Будь Максим ты или Стас

– будешь славный водолаз!

…На улице было тихо. К закату туман поредел: дымка поднялась ввысь, и под ней пробивались красные лучи заходящего над ручьем солнца. Дальше ехать не имело смысла: кладбище начиналось прямо перед нами, за лагерной оградой, и в тумане было легко зацепить колесом могилу какого-нибудь несчастного. Я подхватил из машины свой рюкзак и поспешил за Асей, уже нетерпеливо оглядывающейся на меня из калитки.

Деревенское кладбище было небольшим, уже даже не печальным местом, больше похожим на запущенную лесную поляну с сотней беспорядочно разбросанных холмиков – словно здесь когда-то поселилась семья гигантских сурков, а затем исчезла, оставив свои кучки навсегда. Тут и там мирно торчали замшелые кресты, чередуемые незамысловатыми памятниками; тропинки между могилами поросли мокрой травой так, что каждый шаг приходилось делать осторожно, стараясь не наступить на чье-то неприметное вечное обиталище. Тут тоже много лет никого не было, и это вызывало удивление: нет ничего странного в том, что люди забывают свои дома или, к примеру, бассейны, но обычно они с болезненной чувствительностью не могут оторваться от могил своих предков – пока не умрут сами.

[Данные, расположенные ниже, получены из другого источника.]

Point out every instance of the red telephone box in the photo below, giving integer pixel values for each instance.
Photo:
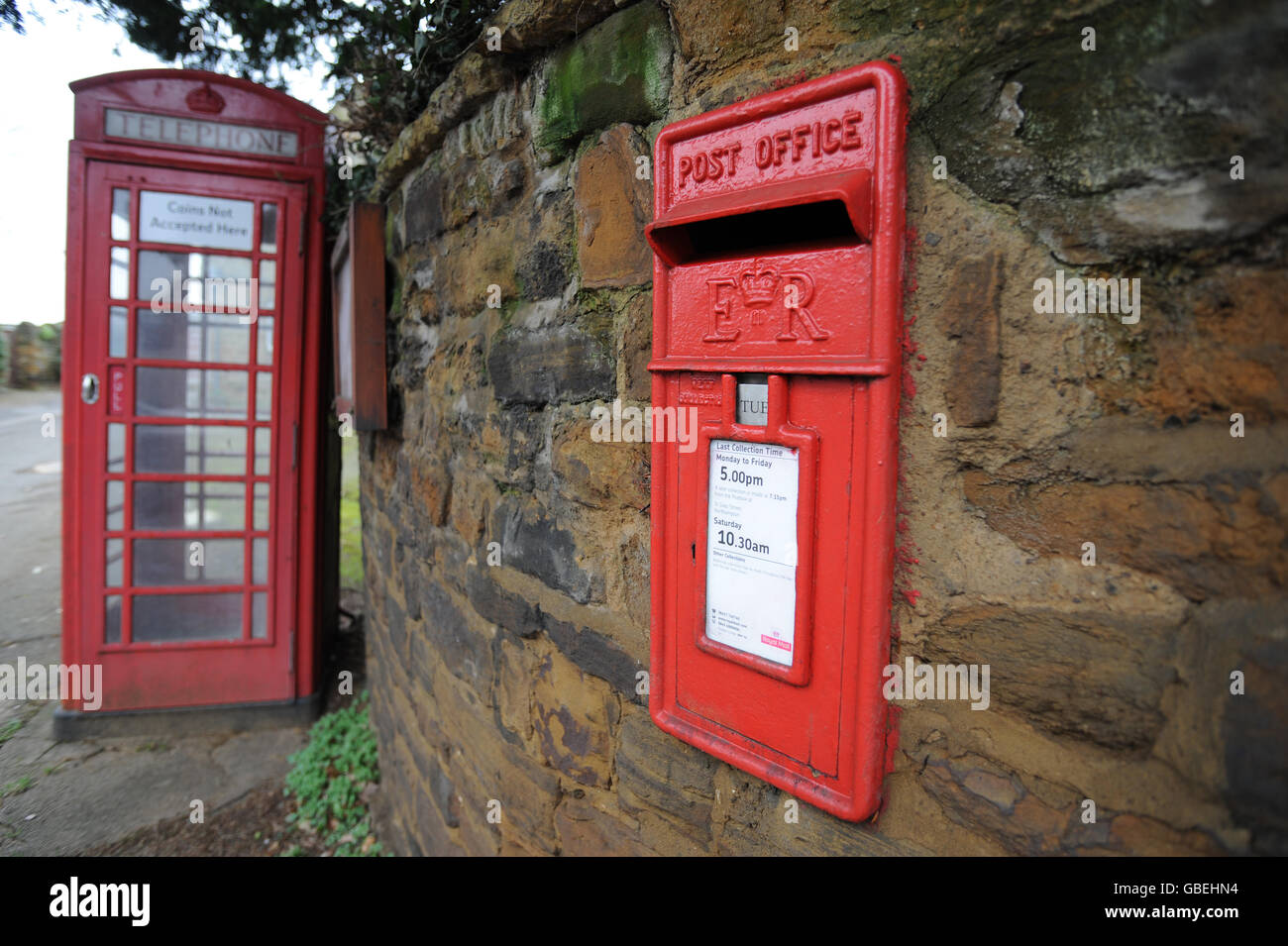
(191, 394)
(777, 289)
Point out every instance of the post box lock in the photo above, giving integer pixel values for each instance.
(778, 261)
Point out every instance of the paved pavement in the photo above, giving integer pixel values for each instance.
(58, 798)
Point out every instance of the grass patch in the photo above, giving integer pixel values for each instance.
(9, 730)
(329, 778)
(17, 788)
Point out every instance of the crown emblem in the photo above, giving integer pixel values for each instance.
(205, 99)
(758, 286)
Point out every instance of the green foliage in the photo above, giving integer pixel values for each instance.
(329, 777)
(351, 516)
(9, 730)
(17, 788)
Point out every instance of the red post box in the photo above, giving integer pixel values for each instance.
(191, 392)
(777, 292)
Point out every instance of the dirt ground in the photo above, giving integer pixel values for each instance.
(254, 825)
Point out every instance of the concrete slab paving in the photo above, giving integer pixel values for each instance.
(62, 796)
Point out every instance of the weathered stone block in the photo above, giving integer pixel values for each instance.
(424, 210)
(550, 365)
(617, 71)
(661, 777)
(973, 315)
(595, 654)
(575, 718)
(532, 542)
(613, 203)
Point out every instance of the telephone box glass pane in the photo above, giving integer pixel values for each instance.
(112, 619)
(189, 392)
(267, 283)
(268, 228)
(259, 615)
(114, 555)
(189, 450)
(116, 332)
(119, 273)
(265, 354)
(115, 504)
(261, 507)
(116, 448)
(263, 396)
(188, 562)
(192, 338)
(120, 214)
(206, 279)
(259, 559)
(167, 618)
(263, 438)
(194, 504)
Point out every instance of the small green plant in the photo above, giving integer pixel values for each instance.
(16, 788)
(9, 730)
(327, 781)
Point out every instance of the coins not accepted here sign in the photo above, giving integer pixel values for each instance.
(751, 549)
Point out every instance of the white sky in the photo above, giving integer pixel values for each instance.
(35, 126)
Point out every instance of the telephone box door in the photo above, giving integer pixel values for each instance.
(185, 465)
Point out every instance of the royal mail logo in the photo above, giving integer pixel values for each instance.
(761, 292)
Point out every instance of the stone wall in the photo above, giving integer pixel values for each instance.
(31, 356)
(503, 676)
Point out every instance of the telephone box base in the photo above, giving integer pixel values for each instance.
(73, 725)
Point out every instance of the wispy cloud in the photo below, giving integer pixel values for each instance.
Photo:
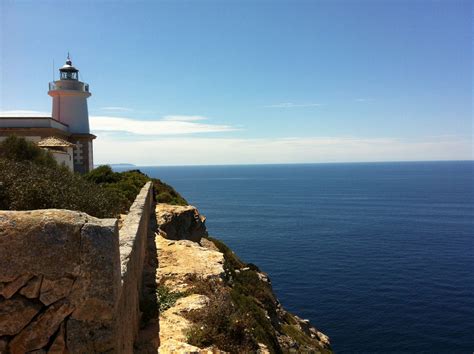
(116, 109)
(294, 105)
(178, 118)
(24, 113)
(278, 150)
(169, 125)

– У нас тут свой участок, – прервала мои философские размышления Ася. – Во-он там, в дальнем углу. П-пойдем туда сразу.

Пробираясь между ржавых оградок и кустов крапивы, мы подошли к нужному месту. Пять-шесть могил – таких же неухоженных, нестрашных, все как одна – с дешевыми памятниками в виде жестяной призмы, – на городских кладбищах такие обычно ставили временно, надеясь когда-нибудь заменить их добротным мраморным монументом, но здесь, очевидно, не принято было тратить деньги на пустяки. Краска с железа, конечно, слезла, и сложно было различить затертые имена на остатках надписей, – равно как и лица на заляпанных осенней грязью портретах. Ася прерывисто вздохнула.

– Это бабушка, – принялась показывать она. – Это тетя, потом ее муж, потом вот двое их детишек – они маленькими умерли, а всего их четверо было, я им открытки п-посылала… Это отец мой, я его не помню, я говорила тебе. А вот эту… – ее голос снова задрожал, – эту я не помню… Это мама, да?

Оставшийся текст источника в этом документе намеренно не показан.